Les symboles, pour eux, ça n’est pas qu’une herméneutique. C’est aussi la possibilité d’une émancipation.

Mardi 29 avril

Janya aime provoquer. Pour tout, pour rien. La provocation de Janya part dans tous les sens. « Monsieur, vous savez que vous avez pas de cheveux ? » « Monsieur, il paraît que le français est la matière la plus inutile du monde. » « Monsieur, vous pensez pas que l’écriture inclusive, il faudrait l’enseigner / surtout pas l’enseigner ? »

Janya est agaçante. Mais pas seulement. Comme toujours, il y a quelque chose à aller chercher dans ces paroles qui jaillissent un peu partout. Janya lit de gros livres, et notamment des manuels d’hellénisme, qui est, je l’ai appris depuis peu, une résurgence du culte des douze olympiens mâtinée de mystiques contemporaines.

Situation complexe, et délicate. Une partie de moi veut lui montrer les énormités contenue dans les pages de ses bouquins (il y en a dix-sept par ligne en moyenne), une autre s’en veut de formater, déjà, quelqu’un qui souhaite penser par elle-même. Alors je tente ce délicat équilibre. Tenter d’aguerrir son originalité un peu foutraque.

« Une blague sur ma calvitie ? Oh, c’est original. Ce doit être la douzième. Ce matin. »

« C’est intéressant, l’hellénisme. Vous avez cherché comment ça a été crée ? Non, ça ne vient pas tout à fait de l’Antiquité. »
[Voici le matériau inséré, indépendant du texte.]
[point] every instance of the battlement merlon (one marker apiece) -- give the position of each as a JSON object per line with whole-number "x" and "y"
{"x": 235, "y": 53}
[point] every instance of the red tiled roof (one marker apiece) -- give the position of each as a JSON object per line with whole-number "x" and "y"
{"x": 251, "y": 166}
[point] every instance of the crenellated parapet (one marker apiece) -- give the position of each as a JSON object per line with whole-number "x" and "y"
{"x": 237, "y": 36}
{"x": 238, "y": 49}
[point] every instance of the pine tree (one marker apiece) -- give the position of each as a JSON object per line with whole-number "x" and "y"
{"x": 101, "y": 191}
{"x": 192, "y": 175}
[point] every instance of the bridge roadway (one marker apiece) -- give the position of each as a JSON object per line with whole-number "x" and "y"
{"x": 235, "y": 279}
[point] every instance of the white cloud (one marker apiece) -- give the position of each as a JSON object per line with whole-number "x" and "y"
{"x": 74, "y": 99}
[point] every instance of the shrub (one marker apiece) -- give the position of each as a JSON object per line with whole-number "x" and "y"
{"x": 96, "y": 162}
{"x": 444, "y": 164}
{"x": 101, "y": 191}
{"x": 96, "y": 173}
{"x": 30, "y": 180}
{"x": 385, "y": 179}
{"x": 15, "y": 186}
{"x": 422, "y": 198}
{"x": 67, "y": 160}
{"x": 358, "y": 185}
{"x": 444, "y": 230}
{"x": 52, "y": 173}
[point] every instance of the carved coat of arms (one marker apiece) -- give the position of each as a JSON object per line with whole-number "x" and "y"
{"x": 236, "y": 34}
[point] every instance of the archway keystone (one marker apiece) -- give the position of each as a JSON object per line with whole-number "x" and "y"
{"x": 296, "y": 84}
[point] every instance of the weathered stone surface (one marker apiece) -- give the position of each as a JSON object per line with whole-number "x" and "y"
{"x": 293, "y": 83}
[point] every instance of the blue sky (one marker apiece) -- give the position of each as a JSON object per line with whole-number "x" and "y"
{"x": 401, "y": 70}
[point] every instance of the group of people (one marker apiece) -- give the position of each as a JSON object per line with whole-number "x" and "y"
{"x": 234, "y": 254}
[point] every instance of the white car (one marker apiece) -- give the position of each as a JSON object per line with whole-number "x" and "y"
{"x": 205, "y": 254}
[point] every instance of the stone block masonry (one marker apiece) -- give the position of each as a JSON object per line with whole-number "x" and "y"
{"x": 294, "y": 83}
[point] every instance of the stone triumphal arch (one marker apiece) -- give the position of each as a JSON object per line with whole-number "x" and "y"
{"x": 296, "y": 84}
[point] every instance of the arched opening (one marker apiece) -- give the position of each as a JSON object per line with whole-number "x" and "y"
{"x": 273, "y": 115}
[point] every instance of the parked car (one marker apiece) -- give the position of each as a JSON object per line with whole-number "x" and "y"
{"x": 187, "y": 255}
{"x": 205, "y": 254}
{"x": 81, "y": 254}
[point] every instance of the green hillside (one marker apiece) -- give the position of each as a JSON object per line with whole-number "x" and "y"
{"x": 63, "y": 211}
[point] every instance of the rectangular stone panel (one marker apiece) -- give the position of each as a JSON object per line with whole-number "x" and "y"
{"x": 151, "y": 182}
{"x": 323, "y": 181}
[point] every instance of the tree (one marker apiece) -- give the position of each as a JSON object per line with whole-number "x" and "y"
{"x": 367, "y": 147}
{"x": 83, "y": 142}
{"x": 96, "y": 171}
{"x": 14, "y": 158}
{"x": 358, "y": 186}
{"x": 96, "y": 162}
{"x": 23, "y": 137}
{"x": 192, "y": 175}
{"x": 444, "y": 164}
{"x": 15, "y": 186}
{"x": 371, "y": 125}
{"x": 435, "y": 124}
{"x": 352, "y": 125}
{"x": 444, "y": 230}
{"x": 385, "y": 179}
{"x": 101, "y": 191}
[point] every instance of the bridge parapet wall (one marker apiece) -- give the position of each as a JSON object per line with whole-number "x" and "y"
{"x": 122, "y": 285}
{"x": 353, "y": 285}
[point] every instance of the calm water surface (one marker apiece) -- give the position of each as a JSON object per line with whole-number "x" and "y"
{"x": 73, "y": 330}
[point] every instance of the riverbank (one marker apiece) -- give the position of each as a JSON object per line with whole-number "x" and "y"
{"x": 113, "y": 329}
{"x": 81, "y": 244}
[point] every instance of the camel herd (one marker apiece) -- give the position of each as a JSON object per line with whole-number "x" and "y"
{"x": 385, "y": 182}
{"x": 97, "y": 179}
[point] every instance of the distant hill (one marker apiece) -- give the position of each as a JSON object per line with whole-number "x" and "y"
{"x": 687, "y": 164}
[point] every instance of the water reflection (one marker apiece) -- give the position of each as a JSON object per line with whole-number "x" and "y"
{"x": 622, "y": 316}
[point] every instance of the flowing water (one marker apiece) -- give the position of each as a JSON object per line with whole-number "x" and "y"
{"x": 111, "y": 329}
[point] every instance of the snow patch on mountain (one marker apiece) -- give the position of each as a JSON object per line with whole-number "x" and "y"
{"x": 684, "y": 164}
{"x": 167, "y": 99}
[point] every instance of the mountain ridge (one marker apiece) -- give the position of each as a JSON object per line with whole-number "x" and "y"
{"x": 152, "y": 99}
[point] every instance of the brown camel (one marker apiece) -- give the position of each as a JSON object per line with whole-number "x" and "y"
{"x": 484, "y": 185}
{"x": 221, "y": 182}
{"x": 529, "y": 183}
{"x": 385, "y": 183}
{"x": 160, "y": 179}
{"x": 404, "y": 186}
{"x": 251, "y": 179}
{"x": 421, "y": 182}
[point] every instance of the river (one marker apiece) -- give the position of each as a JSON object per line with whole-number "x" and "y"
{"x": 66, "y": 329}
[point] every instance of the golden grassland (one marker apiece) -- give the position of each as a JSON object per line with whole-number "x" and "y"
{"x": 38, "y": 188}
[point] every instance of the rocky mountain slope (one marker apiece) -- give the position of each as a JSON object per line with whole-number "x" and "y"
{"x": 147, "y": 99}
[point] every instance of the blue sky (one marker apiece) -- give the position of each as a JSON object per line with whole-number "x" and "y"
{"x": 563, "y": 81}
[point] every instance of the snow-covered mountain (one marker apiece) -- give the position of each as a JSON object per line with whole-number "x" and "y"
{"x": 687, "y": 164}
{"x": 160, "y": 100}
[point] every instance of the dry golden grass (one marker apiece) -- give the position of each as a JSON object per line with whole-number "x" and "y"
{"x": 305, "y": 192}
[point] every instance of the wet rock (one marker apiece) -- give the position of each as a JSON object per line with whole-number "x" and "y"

Observer cette môme qui tente, avec des références toutes pétées, de se construire une culture et un esprit. Dans tous les sens du terme.

Lundi 28 avril

Les cinquièmes Astronelle ont décidé de ne se laisser aucune chance, en ce début de semaine. Durant les trois (3 !) heures que je les vois durant la journée, ils décident d’être haïssables, finissant par épuiser toutes mes ressources et mes réserves de patience.

Avant, lorsque j’arrivais au fond, à savoir que ma seule réaction était de hurler en faisant des « chhhhht », je me détestais.

Désormais je m’écoute.

Désormais je me dis que, cette fois, ça n’est peut-être pas totalement de ma faute. Que si je connais mes faiblesses, je connais aussi mes forces et que c’en est une de reconnaître que, certaines heures, une grande partie des élèves a décidé que ça ne le ferait pas. Alors respirer un grand coup. Attendre.

Parce qu’il reste encore deux mois compliqués, et que je veux me préserver tout autant qu’eux de ma mauvaise humeur.